K: As a designer you are big on wearable art, how do you find the balance between creativity and commerciality as a brand?
O: I’m constantly re-balancing. As much as I like to create work that is totally from the heart and not influenced by the approval of other people, it’s obviously really rewarding when people want to buy my work, and ultimately, it’s people buying and wearing my work that is going to get my message out into the world. I’ve found that listening to my audience has helped to influence and push my work in ways I may not have considered, and if anything, this has contributed to my creative process. I have to pull myself back every now and again and ask myself ‘what message am I communicating and is this in line with my values?’.
K: Finally, what can we expect to see from Olli Hull in 2022 and beyond?
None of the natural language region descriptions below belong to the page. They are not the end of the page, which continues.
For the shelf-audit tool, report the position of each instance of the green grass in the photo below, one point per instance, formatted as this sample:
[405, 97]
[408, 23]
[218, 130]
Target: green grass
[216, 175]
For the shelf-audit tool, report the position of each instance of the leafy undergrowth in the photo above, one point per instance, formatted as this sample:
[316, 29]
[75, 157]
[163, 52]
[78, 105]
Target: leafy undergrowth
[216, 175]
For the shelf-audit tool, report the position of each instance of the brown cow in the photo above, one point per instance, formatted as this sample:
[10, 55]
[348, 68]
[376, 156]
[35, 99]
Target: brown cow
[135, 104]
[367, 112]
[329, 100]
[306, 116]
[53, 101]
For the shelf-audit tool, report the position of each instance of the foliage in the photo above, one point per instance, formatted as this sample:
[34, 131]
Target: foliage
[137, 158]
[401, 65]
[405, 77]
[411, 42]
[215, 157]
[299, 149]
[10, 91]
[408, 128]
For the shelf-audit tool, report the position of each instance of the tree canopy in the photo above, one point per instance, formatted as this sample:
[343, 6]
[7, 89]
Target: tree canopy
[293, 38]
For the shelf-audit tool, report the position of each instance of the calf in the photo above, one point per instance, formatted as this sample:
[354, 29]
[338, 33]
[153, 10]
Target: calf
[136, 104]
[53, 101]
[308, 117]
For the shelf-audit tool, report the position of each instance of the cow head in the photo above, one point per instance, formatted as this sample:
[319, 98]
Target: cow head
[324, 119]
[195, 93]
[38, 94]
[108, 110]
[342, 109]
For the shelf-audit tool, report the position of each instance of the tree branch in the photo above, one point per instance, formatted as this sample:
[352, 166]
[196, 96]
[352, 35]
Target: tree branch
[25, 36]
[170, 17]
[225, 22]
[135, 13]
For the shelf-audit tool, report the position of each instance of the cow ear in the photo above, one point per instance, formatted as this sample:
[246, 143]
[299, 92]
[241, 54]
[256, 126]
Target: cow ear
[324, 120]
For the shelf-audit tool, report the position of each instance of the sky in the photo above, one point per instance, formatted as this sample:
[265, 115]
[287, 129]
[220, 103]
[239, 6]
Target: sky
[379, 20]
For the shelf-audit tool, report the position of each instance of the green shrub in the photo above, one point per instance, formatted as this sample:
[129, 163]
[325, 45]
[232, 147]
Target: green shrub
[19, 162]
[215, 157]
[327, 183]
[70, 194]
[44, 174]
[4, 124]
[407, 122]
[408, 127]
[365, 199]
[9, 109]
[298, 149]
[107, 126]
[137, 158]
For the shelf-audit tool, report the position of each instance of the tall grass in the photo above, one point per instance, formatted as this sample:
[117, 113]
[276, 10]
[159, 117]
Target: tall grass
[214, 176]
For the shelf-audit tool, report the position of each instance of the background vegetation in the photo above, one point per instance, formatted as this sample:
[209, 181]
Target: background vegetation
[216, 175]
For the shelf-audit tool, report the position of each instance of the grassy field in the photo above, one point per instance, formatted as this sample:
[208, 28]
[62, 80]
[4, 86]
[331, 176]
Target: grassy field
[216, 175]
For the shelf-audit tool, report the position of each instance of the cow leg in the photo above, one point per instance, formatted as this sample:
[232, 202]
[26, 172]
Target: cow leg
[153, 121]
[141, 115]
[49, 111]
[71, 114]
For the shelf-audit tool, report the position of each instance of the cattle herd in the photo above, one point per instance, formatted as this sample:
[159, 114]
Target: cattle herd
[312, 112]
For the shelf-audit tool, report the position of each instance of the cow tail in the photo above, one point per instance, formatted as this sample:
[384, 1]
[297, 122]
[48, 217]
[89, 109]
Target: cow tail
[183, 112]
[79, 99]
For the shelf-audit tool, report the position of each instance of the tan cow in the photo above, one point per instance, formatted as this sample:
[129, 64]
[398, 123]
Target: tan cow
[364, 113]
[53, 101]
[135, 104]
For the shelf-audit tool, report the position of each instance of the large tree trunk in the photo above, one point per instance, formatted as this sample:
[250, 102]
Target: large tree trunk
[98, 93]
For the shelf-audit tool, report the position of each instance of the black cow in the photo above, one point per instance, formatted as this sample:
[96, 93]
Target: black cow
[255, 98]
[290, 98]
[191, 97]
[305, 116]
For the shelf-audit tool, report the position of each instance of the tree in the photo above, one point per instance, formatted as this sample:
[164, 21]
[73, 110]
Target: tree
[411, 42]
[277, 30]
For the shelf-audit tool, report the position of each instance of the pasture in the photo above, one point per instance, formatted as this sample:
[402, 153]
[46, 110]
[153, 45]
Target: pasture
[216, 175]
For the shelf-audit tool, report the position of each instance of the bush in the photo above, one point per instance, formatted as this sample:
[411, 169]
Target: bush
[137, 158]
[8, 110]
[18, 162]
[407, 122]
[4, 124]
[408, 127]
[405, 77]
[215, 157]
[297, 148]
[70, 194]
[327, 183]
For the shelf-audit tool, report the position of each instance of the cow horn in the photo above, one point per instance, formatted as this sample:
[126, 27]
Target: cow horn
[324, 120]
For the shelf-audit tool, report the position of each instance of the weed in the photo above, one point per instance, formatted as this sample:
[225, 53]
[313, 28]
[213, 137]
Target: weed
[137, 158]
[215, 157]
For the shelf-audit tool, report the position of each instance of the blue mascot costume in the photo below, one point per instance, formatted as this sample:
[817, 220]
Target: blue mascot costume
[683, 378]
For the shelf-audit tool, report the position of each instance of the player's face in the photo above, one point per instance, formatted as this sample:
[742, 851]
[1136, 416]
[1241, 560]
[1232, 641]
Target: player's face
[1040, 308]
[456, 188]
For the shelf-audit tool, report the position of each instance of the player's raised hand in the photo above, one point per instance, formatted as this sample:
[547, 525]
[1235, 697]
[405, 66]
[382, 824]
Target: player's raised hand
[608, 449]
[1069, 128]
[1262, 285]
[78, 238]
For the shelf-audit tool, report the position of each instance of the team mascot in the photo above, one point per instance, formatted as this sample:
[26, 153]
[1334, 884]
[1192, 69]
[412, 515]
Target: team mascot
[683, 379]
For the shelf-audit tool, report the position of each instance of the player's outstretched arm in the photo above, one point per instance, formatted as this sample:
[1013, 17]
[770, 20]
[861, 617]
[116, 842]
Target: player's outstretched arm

O: I feel as though ‘Act Normal’ was both the end and the beginning of a stage in my career and my life. It was my first collective body of work, and when I stood in that room and looked around I could see so much progress and so many different avenues for me to explore further. I’ve also got some exciting collaborations coming up over the next few months so I can’t wait to take everything I’ve learned from my exhibition and apply it to these new projects. I can’t wait to share it with you all!
K: We can’t wait for you to share it with us and we will be holding out for that Dolly Parton collab.